Credit:Raising NAD Level Stimulates Short-Chain Dehydrogenase/Reductase Proteins to Alleviate Heart Failure Independent of Mitochondrial Protein Deacetylation+.
Increasing NAD level blunted the development of heart failure in Sirt3-deficient mice. A+, Experimental protocol. At 4 weeks after transverse aortic constriction (TAC), mice were treated with nicotinamide riboside chloride (NR) or vehicle (saline) for 8 weeks. B, Ratio of heart weight/tibia length (HW/TL) was measured after 8 weeks of treatment. C and D, Fractional shortening (FS) for WT and Sirt3Ko mice was quantified by echocardiography. E, Left ventricular (LV) dilation (left ventricular internal diameter at end diastole [LVID;d]) quantified by echocardiography for WT and Sirt3Ko mice. F, Representative LV cross-sections of Sirt3Ko TAC with or without NR treatment stained with Masson’s trichrome. Scale bars, top, 1 mm; and bottom, 100 μM. G, Quantification of fibrotic area. H, Lung edema (wet/dry lung weight) was measured after 8 weeks of treatment. All data are presented as mean±SEM. P value was calculated by mixed-effects analysis followed by Tukey post hoc analysis (C and D) or 2-way ANOVA followed by Tukey post hoc analysis for B, E, G, and H. n≥5 per group except G (n=3). *P<0.05 vs WT sham veh, $P<0.05 vs Sirt3Ko sham veh, and #P<0.05 vs TAC veh. NAD indicates oxidized nicotinamide adenine dinucleotide; Sirt3, sirtuin 3; Sirt3Ko, sirtuin 3 knockout; veh, vehicle; and WT, wild-type.+
In heart failure, mitochondrial dysfunction in cardiomyocytes is a key pathological mechanism. This dysfunction not only results in insufficient energy production, which prevents cardiomyocytes from maintaining normal function, but also triggers oxidative stress, inflammatory responses, and apoptosis, further exacerbating the progression of heart failure. NAD+(Nicotinamide adenine dinucleotide, NAD) is a crucial regulator of mitochondrial function. While previous studies have demonstrated that increasing NAD+ levels can improve heart failure, the specific molecular mechanisms remain unclear. Particularly, the pathways and proteins through which NAD+ exerts its effects require further investigation. Matthew et al. utilized Sirt3-deficient and wild-type mouse models, induced cardiac dysfunction through pressure overload, and then compared the effects of NR (nicotinamide riboside, NR) treatment. This study aimed to explore whether increasing NAD+ levels can ameliorate heart failure by activating the SDR (short-chain dehydrogenase/reductase, SDR) family proteins and whether this process is independent of mitochondrial protein deacetylation, primarily mediated by Sirt3.

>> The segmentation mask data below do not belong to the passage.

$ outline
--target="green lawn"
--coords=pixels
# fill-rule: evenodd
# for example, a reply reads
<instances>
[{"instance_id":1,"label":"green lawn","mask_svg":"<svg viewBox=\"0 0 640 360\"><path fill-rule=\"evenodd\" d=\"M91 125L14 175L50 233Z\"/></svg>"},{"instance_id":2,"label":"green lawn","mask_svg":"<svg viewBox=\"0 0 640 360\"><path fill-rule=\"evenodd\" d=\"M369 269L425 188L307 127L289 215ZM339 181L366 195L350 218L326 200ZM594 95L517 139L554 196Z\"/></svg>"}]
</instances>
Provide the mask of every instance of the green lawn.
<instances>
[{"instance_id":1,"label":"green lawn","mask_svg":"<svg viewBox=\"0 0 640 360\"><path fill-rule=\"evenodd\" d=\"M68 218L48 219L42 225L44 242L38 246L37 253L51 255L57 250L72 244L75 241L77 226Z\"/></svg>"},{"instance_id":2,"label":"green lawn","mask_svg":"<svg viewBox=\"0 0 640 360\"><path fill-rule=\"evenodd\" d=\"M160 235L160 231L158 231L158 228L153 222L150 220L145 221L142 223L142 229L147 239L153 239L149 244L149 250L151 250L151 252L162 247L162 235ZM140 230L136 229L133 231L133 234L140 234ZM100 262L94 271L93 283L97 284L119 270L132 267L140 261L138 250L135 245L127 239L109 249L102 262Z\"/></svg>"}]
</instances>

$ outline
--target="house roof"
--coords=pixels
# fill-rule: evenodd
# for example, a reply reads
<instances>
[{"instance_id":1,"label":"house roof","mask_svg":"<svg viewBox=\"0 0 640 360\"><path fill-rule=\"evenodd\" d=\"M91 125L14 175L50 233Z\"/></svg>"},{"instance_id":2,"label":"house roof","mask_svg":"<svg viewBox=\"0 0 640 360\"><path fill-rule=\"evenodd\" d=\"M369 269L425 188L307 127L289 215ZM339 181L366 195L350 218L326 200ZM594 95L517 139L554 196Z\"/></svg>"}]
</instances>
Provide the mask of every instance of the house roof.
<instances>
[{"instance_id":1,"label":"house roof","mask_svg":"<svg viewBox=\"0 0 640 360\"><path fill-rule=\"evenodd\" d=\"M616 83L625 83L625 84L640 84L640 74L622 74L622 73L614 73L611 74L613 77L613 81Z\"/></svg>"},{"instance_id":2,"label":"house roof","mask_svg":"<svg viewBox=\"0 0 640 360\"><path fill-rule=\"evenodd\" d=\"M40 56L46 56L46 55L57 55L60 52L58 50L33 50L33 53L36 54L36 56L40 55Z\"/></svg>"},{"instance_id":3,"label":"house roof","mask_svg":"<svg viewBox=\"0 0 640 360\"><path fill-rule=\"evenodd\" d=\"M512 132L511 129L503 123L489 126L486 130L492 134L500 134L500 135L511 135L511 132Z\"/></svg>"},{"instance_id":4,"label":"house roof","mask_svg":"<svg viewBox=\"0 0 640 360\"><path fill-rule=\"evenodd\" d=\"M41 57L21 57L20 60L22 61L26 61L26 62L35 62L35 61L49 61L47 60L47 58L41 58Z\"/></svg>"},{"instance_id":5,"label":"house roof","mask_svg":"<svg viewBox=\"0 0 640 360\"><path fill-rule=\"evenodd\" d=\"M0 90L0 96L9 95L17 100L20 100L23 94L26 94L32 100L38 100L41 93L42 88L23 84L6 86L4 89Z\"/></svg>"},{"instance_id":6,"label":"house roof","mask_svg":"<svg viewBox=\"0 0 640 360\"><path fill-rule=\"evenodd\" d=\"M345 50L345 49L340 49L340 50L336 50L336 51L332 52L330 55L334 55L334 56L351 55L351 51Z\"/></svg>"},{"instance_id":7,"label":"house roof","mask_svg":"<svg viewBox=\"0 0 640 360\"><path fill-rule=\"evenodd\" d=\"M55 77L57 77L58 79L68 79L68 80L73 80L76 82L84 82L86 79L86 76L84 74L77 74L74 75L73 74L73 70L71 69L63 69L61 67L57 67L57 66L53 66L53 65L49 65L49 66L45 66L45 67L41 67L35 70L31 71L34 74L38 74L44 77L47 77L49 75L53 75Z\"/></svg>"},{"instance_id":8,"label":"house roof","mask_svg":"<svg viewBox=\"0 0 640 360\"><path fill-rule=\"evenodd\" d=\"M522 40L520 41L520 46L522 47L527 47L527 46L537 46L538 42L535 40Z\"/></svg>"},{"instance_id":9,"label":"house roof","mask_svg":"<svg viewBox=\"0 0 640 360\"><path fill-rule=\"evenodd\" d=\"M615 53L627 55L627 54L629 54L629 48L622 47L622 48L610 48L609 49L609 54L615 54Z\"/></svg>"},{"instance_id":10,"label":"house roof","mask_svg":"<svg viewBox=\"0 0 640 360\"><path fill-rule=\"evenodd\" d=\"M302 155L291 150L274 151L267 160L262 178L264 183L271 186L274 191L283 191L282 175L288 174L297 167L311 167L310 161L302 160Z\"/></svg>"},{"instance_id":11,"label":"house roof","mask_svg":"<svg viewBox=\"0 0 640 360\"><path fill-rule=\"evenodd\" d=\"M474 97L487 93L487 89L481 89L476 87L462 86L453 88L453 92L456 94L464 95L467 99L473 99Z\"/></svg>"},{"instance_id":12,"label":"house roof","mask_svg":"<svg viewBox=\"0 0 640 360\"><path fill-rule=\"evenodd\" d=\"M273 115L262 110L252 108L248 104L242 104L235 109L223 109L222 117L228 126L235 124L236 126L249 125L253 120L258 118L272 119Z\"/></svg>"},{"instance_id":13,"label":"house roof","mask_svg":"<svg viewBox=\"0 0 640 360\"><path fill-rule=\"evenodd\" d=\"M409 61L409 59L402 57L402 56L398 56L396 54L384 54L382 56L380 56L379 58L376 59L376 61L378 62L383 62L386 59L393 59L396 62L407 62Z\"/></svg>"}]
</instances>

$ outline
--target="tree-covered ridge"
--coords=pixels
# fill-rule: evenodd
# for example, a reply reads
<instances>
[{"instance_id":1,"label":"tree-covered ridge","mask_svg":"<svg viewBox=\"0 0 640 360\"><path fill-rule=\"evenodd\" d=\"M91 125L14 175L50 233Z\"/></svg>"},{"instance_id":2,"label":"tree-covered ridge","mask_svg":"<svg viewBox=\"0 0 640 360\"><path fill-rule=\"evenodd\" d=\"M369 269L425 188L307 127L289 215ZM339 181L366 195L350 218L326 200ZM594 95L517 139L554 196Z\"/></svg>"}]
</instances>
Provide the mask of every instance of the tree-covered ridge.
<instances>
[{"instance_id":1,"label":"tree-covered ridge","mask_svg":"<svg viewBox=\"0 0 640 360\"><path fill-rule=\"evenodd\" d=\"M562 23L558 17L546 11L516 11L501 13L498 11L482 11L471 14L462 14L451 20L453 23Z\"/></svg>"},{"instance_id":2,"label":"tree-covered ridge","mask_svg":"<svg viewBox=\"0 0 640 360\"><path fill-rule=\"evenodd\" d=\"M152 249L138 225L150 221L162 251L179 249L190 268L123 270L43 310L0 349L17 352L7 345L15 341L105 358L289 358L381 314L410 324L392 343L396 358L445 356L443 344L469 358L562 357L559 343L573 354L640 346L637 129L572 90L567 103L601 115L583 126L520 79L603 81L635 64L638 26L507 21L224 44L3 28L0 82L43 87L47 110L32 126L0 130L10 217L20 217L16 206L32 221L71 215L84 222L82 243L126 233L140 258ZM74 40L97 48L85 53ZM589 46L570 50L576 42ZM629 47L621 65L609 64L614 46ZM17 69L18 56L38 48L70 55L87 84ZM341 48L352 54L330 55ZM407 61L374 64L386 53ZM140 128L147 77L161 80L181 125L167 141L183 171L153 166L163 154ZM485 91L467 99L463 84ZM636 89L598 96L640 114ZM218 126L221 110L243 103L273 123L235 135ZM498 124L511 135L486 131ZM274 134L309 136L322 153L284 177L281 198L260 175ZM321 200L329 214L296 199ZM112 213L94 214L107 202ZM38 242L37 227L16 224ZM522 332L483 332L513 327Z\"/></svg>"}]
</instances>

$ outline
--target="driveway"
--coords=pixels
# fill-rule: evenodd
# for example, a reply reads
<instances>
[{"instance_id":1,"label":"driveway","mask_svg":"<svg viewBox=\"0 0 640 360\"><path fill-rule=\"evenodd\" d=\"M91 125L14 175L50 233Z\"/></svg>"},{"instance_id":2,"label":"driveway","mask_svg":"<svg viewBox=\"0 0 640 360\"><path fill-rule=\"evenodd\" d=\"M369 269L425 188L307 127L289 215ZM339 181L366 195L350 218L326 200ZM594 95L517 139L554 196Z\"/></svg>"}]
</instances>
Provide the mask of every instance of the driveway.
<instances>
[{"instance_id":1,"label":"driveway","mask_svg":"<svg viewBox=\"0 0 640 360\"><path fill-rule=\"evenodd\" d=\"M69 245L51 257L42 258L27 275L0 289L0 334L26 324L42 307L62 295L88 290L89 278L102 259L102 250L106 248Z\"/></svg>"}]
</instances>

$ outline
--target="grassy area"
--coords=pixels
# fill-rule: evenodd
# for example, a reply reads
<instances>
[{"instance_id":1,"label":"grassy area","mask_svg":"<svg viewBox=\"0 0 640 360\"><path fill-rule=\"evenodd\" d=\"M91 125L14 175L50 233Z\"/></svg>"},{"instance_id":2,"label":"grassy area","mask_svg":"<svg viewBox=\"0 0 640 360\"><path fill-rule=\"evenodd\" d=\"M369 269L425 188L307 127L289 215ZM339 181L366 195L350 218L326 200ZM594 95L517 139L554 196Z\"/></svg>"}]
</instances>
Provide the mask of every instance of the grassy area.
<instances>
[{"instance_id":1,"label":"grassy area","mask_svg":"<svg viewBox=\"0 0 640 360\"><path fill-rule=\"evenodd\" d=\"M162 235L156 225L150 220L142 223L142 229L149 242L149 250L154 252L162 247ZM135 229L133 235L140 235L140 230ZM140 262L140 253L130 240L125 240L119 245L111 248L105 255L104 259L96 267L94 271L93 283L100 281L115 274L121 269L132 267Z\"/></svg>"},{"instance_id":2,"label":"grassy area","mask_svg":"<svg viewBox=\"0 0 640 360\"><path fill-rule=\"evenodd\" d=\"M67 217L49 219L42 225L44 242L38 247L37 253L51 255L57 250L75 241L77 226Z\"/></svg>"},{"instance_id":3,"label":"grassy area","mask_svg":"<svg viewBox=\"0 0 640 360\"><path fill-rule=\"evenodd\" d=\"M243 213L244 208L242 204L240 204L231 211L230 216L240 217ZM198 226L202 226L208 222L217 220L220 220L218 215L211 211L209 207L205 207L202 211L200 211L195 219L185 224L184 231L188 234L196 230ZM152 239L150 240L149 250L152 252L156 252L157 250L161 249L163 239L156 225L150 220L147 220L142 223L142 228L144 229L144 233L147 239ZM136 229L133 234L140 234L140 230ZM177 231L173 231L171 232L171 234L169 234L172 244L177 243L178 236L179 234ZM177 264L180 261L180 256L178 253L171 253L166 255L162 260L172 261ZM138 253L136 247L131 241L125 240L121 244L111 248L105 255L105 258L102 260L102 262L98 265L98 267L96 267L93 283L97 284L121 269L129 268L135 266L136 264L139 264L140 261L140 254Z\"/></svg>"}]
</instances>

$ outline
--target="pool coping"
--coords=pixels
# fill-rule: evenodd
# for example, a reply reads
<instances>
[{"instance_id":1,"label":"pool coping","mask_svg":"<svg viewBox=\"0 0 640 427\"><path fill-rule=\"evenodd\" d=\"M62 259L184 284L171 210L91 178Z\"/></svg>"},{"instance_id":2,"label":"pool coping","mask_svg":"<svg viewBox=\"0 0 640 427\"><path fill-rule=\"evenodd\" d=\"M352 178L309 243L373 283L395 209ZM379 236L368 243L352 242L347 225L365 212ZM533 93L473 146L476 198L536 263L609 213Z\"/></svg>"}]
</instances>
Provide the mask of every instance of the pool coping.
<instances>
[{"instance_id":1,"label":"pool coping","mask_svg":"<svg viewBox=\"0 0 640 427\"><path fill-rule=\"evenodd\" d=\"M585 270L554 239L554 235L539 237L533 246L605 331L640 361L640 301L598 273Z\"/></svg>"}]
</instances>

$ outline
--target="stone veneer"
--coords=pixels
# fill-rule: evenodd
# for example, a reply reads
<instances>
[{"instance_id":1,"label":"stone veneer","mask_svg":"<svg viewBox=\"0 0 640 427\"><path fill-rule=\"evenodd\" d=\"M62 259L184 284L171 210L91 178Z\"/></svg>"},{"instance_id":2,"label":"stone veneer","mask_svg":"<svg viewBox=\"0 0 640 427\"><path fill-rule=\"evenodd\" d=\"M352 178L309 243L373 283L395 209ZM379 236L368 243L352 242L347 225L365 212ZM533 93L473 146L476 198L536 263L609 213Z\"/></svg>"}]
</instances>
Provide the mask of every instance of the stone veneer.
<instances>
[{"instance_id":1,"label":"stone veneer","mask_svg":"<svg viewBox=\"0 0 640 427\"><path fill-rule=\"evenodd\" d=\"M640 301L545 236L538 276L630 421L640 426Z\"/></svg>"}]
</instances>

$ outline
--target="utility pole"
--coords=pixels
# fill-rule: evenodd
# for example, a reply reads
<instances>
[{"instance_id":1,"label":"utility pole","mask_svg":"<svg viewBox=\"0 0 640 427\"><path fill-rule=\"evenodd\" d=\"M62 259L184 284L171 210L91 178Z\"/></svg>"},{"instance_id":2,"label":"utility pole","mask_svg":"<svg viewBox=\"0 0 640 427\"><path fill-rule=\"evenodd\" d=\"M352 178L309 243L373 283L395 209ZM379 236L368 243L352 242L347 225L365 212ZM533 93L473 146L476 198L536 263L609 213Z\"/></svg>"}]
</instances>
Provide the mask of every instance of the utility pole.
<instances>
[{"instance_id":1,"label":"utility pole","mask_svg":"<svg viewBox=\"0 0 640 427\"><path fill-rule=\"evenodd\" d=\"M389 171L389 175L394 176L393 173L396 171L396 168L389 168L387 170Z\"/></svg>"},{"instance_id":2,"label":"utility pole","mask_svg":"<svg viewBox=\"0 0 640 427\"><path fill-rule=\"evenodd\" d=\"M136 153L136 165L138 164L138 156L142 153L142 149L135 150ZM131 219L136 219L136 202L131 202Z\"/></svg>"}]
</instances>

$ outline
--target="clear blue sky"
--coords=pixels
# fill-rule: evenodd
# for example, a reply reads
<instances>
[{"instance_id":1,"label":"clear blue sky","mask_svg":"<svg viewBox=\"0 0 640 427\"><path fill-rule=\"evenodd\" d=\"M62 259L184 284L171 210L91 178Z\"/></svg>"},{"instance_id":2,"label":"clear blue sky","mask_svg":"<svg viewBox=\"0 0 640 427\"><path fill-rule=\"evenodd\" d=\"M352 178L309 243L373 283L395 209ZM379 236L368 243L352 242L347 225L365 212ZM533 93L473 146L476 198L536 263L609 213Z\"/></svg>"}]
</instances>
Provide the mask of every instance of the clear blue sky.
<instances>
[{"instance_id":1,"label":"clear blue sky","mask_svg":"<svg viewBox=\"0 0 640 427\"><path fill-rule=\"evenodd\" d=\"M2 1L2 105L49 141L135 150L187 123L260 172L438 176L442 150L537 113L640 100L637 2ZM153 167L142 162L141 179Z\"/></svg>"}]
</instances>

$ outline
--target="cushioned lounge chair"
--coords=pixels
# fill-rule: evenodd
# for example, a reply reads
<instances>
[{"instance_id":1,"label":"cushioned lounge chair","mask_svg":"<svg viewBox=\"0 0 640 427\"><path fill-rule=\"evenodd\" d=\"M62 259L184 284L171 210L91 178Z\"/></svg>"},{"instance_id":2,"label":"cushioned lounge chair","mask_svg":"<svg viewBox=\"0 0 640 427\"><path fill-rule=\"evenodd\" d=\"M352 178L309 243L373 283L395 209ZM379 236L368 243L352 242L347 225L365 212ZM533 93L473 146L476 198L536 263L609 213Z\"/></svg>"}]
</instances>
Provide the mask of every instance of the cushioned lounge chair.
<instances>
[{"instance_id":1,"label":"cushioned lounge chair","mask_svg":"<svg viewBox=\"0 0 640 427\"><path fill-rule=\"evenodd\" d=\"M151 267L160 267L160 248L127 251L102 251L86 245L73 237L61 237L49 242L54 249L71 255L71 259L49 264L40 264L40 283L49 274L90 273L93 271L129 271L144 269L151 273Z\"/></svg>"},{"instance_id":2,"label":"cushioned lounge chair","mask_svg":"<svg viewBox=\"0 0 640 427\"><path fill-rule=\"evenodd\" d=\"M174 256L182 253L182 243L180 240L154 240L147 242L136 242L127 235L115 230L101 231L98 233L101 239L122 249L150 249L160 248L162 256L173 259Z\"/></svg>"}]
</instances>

Researchers employed TAC (transverse aortic constriction, TAC) surgery to increase cardiac pressure by constricting the aorta in mouse models, thereby inducing cardiac hypertrophy and heart failure. Mice were divided into three groups: WT (wild-type, WT), Sirt3-deficient , and control. NR treatment was initiated four weeks post-surgery and continued for eight weeks. The experimental results showed that NR treatment significantly improved FS (fractional shortening, FS) in both WT and Sirt3 mice, indicating that NR treatment can attenuate the progression of heart failure. Additionally, NR treatment significantly reduced cardiac hypertrophy and fibrosis in both WT and Sirt3 mice and markedly increased the NAD+/NADH ratio in the hearts of these mice. Although NR treatment decreased mitochondrial protein acetylation in WT mice, there was no significant change in Sirt3 mice. RNA sequencing analysis revealed that NR treatment upregulated genes related to mitochondrial metabolism, including those involved in the mitochondrial ETC (electron transport chain, ETC) and fatty acid β-oxidation. Finally, they measured the dehydrogenase activity of MRPP2 through enzymatic reactions, and the results showed that NR treatment restored MRPP2 dehydrogenase activity in both WT and Sirt3 mice. Through these detailed experimental designs and results, the study confirmed that increasing NAD+ levels can improve heart failure by activating SDR proteins, and this mechanism remains effective even in the absence of Sirt3.
Traditional NAD+ therapies primarily focus on activating Sirt3, which is believed to improve mitochondrial function by deacetylating mitochondrial proteins. However, the efficacy of Sirt3-mediated therapies has been inconsistent across different models, and its mechanisms are not entirely clear in some cases. This study, by increasing NAD+ levels, has revealed the importance of the SDR family proteins in regulating mitochondrial function, providing an alternative regulatory pathway apart from Sirt3. The research found that increasing NAD+ levels significantly improved heart failure regardless of the presence of Sirt3. This indicates that such therapy might be effective across different genetic backgrounds, offering broader applicability. Additionally, through detailed molecular biological analyses, the study elucidated the specific role of MRPP2 in NAD+ regulation and demonstrated the direct association between impaired MRPP2 function and heart failure. This provides a clear target for the development of future targeted therapies.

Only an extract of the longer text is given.